Example 1. Study hours and grades. A strong positive $r$ between hours studied and grade suggests a useful linear model for predicting a grade from study time within the observed range, while reminding us other factors also matter (not pure causation).

Example 2. Temperature and ice-cream sales. Sales correlate with temperature, but extrapolating the regression line to extreme temperatures outside the data would mislead, since demand saturates or collapses beyond the observed range.

Try this

Q1. Interpret a correlation coefficient of $r = -0.91$ . [2 marks]

Cue. Strong negative linear correlation: as one variable rises the other tends to fall, with points close to a line.

Q2. A regression line of $y$ on $x$ is $y = 1 + 2x$ . Predict $y$ when $x = 3$ . [1 mark]

Cue. $y = 1 + 2(3) = 7$ .

Q3. Explain why extrapolation can give unreliable predictions. [2 marks]

Cue. Beyond the data range the linear pattern may not continue, so the line is not supported by evidence there.

Exam-style practice questions

Practice questions written in the style of SEAB exam questions on this dot point, with worked answer explainers. The year tag is the paper they imitate, not the source.

Original4 marksA set of bivariate data gives a product moment correlation coefficient of

r = 0.96

. Interpret this value and state what it suggests about a linear model.

Show worked answer →

$r = 0.96$ is close to $1$ , indicating a strong positive linear correlation: as one variable increases the other tends to increase, and the points lie close to a straight line.

This suggests a linear model fits the data well, so a least squares regression line would give reliable predictions within the data range.

Markers reward interpreting the sign (positive) and magnitude (strong, near $1$ ), and the comment that a linear model is appropriate.

Original5 marksThe regression line of

y

x

y = 2.5 + 1.8x

. The mean point is

(\bar{x}, \bar{y}) = (4, 9.7)

. Use the line to estimate

y

when

x = 5

, and explain why estimating

y

x = 20

would be unreliable.

Show worked answer →

At $x = 5$ : $y = 2.5 + 1.8(5) = 2.5 + 9 = 11.5$ .

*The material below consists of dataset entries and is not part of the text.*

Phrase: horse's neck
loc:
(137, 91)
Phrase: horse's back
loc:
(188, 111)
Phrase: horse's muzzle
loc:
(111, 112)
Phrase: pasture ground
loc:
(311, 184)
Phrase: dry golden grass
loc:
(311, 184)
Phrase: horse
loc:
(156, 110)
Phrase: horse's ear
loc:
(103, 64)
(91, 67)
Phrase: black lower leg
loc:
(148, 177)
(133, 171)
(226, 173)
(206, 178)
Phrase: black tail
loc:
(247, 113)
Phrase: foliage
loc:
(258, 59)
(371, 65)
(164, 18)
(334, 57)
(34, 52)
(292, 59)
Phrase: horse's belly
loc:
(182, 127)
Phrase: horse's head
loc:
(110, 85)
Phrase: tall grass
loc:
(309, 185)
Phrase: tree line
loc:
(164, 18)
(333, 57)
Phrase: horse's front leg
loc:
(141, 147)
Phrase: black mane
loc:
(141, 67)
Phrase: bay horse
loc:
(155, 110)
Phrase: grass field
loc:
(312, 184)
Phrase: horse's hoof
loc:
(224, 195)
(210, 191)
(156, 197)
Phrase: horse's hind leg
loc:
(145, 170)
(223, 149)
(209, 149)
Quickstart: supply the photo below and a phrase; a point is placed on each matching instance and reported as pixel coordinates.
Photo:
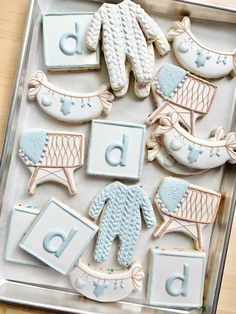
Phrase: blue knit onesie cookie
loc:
(121, 218)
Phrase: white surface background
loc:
(129, 108)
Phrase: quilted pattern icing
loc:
(122, 207)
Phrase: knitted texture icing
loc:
(121, 218)
(126, 30)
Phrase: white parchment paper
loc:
(128, 108)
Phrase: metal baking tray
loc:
(61, 299)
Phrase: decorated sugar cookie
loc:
(58, 236)
(52, 156)
(193, 152)
(121, 206)
(64, 42)
(198, 58)
(126, 30)
(176, 278)
(158, 152)
(175, 89)
(68, 106)
(106, 285)
(185, 208)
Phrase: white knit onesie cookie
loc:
(126, 31)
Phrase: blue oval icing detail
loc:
(78, 42)
(183, 47)
(169, 77)
(176, 145)
(172, 191)
(32, 143)
(47, 100)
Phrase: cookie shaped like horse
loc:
(106, 285)
(198, 58)
(193, 152)
(68, 106)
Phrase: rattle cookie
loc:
(68, 106)
(185, 208)
(175, 89)
(106, 285)
(121, 206)
(52, 156)
(193, 152)
(196, 57)
(126, 31)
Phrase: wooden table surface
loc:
(12, 19)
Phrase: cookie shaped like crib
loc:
(185, 208)
(68, 106)
(58, 156)
(175, 89)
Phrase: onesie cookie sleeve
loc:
(99, 201)
(147, 24)
(152, 31)
(147, 210)
(93, 31)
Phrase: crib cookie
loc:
(121, 206)
(52, 156)
(193, 152)
(126, 31)
(58, 236)
(198, 58)
(175, 89)
(22, 217)
(176, 278)
(106, 285)
(68, 106)
(64, 42)
(185, 208)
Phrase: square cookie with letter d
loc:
(116, 149)
(58, 236)
(176, 278)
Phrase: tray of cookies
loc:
(117, 174)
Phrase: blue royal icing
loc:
(202, 57)
(172, 191)
(32, 144)
(169, 78)
(78, 42)
(67, 103)
(99, 288)
(194, 153)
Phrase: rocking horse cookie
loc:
(68, 106)
(193, 152)
(198, 58)
(185, 208)
(106, 285)
(52, 156)
(175, 89)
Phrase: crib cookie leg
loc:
(161, 230)
(31, 184)
(70, 179)
(199, 239)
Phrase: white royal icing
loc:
(106, 285)
(68, 106)
(198, 58)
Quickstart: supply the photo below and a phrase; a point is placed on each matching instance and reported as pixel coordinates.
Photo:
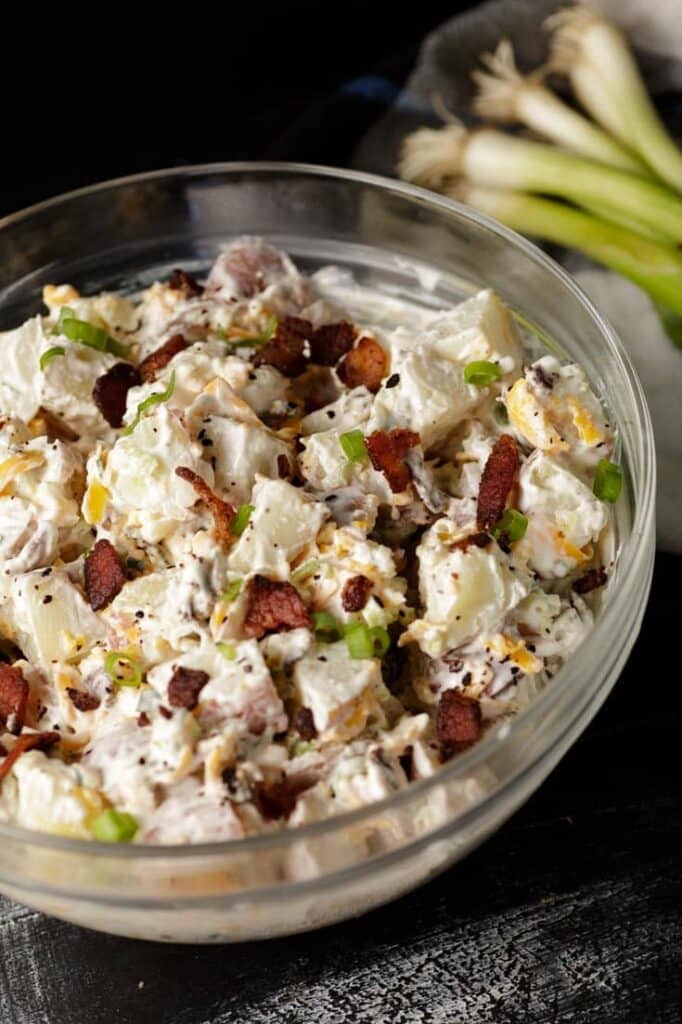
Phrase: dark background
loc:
(571, 911)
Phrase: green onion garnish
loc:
(88, 334)
(122, 669)
(233, 590)
(607, 481)
(353, 445)
(150, 401)
(239, 523)
(326, 627)
(512, 524)
(480, 373)
(114, 826)
(228, 650)
(50, 354)
(304, 570)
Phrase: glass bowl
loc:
(123, 235)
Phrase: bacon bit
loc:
(278, 800)
(366, 364)
(304, 723)
(184, 687)
(82, 700)
(592, 580)
(286, 351)
(13, 697)
(222, 512)
(458, 723)
(180, 281)
(103, 574)
(111, 391)
(331, 341)
(497, 481)
(273, 607)
(29, 741)
(159, 359)
(355, 593)
(387, 453)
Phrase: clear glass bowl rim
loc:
(631, 555)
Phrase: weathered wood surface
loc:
(570, 913)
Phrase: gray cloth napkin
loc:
(443, 68)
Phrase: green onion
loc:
(114, 826)
(151, 401)
(607, 481)
(239, 523)
(50, 354)
(304, 570)
(606, 80)
(512, 524)
(326, 627)
(88, 334)
(124, 671)
(233, 590)
(228, 650)
(353, 445)
(481, 373)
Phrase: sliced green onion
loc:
(304, 570)
(228, 650)
(88, 334)
(151, 401)
(480, 373)
(512, 524)
(239, 523)
(232, 590)
(607, 481)
(326, 627)
(114, 826)
(50, 354)
(122, 670)
(353, 445)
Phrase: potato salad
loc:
(273, 546)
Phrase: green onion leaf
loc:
(512, 524)
(150, 401)
(480, 373)
(114, 826)
(326, 627)
(607, 481)
(228, 650)
(239, 523)
(233, 590)
(50, 354)
(122, 670)
(353, 445)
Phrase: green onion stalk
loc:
(605, 78)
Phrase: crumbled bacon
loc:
(29, 741)
(184, 687)
(180, 281)
(222, 512)
(286, 350)
(458, 723)
(355, 593)
(367, 365)
(387, 453)
(82, 700)
(111, 391)
(273, 607)
(497, 481)
(157, 360)
(103, 574)
(592, 580)
(331, 341)
(13, 697)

The mean point check: $2.5 + 1.8(4) = 2.5 + 7.2 = 9.7 = \bar{y}$ , confirming the line passes through $(\bar{x}, \bar{y})$ .

Estimating at $x = 20$ is extrapolation, far outside the range of the data. The linear relationship may not hold there, so the prediction is unreliable.

Markers reward the substitution for the in-range estimate, and identifying extrapolation as the reason the far estimate is unreliable.